By Alexandre Da Silva
adasilva@starbulletin.com

All Kim Coco Iwamoto wanted was a chance to fix Hawaii's public schools when she entered the race for a seat on the Board of Education.

But just hours after her general election victory last week, the 38-year-old attorney became known across the country as a role model for transgenders.

For Iwamoto, whose gender orientation was never a big issue in four months of campaigning, the recognition as the nation's top elected transgender official is "an honor." She, however, would rather focus on her educational platform.

"I didn't run as a transgender candidate," she said Friday at the Bishop Museum, where some of her political signs still hung on fences. "I ran as an advocate for education and for every student."

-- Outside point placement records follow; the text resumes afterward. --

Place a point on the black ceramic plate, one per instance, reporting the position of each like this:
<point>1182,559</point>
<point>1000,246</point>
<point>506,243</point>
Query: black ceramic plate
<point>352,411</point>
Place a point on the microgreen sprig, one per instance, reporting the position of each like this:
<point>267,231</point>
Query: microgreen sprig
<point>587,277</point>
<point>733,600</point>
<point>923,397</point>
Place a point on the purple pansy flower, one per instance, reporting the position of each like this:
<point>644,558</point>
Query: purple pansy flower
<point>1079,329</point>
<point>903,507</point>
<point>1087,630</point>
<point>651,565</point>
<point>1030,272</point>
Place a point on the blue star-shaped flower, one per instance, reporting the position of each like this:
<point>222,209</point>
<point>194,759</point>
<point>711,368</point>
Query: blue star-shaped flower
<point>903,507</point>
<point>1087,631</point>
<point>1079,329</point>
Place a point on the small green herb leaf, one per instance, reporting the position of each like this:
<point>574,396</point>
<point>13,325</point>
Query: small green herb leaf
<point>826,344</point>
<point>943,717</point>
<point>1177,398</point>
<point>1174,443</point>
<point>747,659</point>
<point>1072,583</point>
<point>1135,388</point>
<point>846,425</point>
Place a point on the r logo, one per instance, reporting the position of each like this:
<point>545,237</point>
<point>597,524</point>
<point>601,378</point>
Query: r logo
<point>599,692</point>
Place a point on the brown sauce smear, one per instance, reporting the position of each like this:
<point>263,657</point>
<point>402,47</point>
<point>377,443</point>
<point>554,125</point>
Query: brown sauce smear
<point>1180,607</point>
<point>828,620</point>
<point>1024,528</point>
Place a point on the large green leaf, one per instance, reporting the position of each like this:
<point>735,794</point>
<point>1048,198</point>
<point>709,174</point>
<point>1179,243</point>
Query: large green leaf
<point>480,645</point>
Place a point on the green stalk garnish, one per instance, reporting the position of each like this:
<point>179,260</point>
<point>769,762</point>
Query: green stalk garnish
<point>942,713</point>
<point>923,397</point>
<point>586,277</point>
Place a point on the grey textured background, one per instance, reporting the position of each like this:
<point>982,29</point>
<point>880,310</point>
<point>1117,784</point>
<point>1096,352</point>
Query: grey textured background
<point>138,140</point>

When she is sworn into her first public office next month, Iwamoto, who was born on Kauai and earned a law degree from the University of New Mexico, will join 13 other board members who oversee the state Department of Education and set policies for 285 island schools.

Among her priorities, the civil-rights lawyer said, will be to increase funding for schools and libraries, support new approaches to learning and ensure that all students feel safe on campus. Finally, Iwamoto would like to immerse parents in the curriculum -- an idea that can be traced back to her own childhood.

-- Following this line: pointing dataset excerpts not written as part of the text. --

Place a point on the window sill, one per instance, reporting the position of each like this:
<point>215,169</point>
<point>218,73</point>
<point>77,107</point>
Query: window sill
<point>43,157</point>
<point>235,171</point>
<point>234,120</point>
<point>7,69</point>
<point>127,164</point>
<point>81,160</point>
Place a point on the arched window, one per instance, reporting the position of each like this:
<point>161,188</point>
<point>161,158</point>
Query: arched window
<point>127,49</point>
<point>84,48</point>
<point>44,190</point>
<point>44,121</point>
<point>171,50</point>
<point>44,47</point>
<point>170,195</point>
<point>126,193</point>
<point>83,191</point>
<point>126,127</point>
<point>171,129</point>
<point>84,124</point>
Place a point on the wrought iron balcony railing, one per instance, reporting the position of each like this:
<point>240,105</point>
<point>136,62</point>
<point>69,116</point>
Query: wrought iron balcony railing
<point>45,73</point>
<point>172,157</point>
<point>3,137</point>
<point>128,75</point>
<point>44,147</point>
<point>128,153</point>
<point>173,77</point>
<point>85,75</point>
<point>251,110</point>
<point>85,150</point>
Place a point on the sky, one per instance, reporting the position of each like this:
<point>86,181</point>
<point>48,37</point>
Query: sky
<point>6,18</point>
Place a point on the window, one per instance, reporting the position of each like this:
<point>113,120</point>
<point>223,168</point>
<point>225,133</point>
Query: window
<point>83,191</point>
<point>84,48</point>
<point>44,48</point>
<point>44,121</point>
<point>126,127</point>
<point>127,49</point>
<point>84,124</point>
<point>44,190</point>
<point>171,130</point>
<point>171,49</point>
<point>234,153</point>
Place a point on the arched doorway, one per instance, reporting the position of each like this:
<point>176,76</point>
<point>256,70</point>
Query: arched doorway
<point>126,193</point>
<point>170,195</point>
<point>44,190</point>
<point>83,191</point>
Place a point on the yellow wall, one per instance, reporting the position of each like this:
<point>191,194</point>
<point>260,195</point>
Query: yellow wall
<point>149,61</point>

"My mother was an active person in my education," said Iwamoto, who attended both public and private schools, including the boys-only Saint Louis High School. "She would help us out with excursions, get involved in school fairs and it would really send a clear message to me that learning didn't stop at the schoolyard fence."

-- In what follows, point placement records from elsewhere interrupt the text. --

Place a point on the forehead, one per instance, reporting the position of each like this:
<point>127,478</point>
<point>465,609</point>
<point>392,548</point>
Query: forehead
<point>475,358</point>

Besides the challenge of running against three former Democratic lawmakers and two incumbents, Iwamoto also had to cope with the loss of her mother, Linda Toshiko, in August.

She relied on an aggressive campaign, with hundreds of volunteers distributing fliers around the island, visiting events like the Okinawan Festival, spending weekends at Waikiki's Sunset on the Beach and participating in get-out-the-vote rallies. The most exhausting part, she said, was sign-waving.

"I was very accessible to the community," Iwamoto said. "And I was very humbled and flattered that they would spend the time to talk to me about their concerns and what's working in the school system for them and what they'd like to see more of."

The strategy worked. By election night, her Web site, the only one set up among a field of six candidates vying for three at-large Oahu seats on the board, had logged 200,000 hits. And then there's Iwamoto's catchy middle name "Coco," an invaluable asset in a dispute often decided by name recognition.

For that, Iwamoto thanks her late mother, who went into labor during a party at the famous Coco Palms Hotel, which closed in 1992 after Hurricane Iniki slammed Kauai's east shoreline.

"A lot of people think that 'Coco' is in reference to Coco Chanel," Iwamoto said, mentioning the popular French designer. "But it's really Coco Palms."

In Tuesday's general election, Iwamoto overcame former Democratic state legislators Terrance Tom and Brian Yamane as well as incumbent Darwin Ching, who was appointed by Gov. Linda Lingle in August 2005. She went to bed at 1:30 a.m. and, by the time she woke up, dozens of media outlets had turned her into a political celebrity, with stories about her feat running below headlines such as "Hawaii Elects Gender-Bender" and "Hawaiian's election make transgender history."

Iwamoto said her victorious run shows that island voters care about issues, not a candidate's gender identity, when casting ballots. And for her, that beats the national attention she is receiving.

"A lot of people know that I went to Saint Louis and a lot of local families realize what that means," she said. "I've never run as anyone else but myself. I am a first-time candidate, so I think it says a lot about the people of Hawaii who'd like to focus on the issues and move education forward."